In my probability course, my professor derived the negative binomial distribution by reasoning about the probability that the time of the $k$-th success, $T_k$, takes some value $n$. If $p$ is probability of success, $X_k$ is the outcome of the $k$-th Bernoulli trial and $S_n$ is the number of successes by trial $n$, then
$$ \mathbb{P}\{T_k = n\} = \mathbb{P}\{X_n = 1\} \mathbb{P}\{S_{n-1} = k-1\} = {n - 1 \choose k - 1} p^k (1-p)^{n-k}, \qquad n \geq k $$
and he denotes this
$$ T_k \sim \text{NB}(k, p) $$
This all makes sense.
But when I try to read about the negative binomial distribution on Wikipedia, it was described as the probability of the number of successes until a fixed number of failures, $r$, and is denoted $X \sim \text{NB}(r, p)$.
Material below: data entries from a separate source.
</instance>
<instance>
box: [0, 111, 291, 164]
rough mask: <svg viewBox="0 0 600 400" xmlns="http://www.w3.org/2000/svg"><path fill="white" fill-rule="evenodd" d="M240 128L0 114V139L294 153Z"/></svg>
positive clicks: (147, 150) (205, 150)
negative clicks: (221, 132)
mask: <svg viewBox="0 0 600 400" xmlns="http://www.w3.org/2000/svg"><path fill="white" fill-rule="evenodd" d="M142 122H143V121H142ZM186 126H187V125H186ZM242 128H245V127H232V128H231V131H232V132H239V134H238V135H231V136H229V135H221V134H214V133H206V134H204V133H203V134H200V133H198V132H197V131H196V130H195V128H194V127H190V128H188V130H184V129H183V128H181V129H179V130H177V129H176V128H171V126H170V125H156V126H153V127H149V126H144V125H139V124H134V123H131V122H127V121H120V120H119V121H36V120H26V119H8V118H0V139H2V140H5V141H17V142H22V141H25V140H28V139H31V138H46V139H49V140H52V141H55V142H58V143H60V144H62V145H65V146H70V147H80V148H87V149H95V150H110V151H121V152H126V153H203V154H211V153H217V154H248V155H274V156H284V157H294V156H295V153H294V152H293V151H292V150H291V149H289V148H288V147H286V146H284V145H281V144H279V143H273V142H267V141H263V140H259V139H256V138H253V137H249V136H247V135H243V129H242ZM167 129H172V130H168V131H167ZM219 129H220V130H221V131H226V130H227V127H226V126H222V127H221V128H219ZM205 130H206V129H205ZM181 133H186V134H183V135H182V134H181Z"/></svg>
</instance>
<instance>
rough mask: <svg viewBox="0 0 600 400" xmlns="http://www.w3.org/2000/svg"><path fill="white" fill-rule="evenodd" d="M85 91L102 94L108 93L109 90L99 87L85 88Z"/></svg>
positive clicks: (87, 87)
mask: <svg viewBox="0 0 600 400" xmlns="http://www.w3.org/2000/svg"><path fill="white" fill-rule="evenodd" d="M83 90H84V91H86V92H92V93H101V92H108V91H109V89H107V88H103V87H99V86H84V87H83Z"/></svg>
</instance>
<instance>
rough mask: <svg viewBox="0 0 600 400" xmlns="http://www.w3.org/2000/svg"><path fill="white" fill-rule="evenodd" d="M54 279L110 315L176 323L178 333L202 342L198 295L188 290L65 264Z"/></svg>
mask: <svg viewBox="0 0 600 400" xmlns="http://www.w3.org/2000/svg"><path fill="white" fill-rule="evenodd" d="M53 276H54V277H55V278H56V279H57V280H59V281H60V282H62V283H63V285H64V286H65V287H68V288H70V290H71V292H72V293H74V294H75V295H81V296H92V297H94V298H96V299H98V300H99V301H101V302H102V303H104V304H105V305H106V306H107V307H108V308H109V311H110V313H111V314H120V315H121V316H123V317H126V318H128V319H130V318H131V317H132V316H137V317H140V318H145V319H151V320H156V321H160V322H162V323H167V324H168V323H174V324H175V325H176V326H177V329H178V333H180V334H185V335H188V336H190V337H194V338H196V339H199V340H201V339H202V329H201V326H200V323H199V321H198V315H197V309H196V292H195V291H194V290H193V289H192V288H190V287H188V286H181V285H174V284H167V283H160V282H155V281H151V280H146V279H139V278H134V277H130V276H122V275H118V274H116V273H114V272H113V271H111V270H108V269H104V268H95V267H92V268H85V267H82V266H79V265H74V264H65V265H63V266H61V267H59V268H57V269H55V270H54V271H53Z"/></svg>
$$ \mathbb{P}\{X = k\} = {k + r - 1 \choose k} p^k (1 - p)^r $$
If we note that $n = k + r$, this is almost the same:
$$ \mathbb{P}\{X = k\} = {n - 1 \choose k} p^k (1 - p)^{n - k} $$
Anyway, are these the same modeling assumptions? Why are they parameterized differently? Also, is there some connection between interpreting the r.v. as a time vs. a count?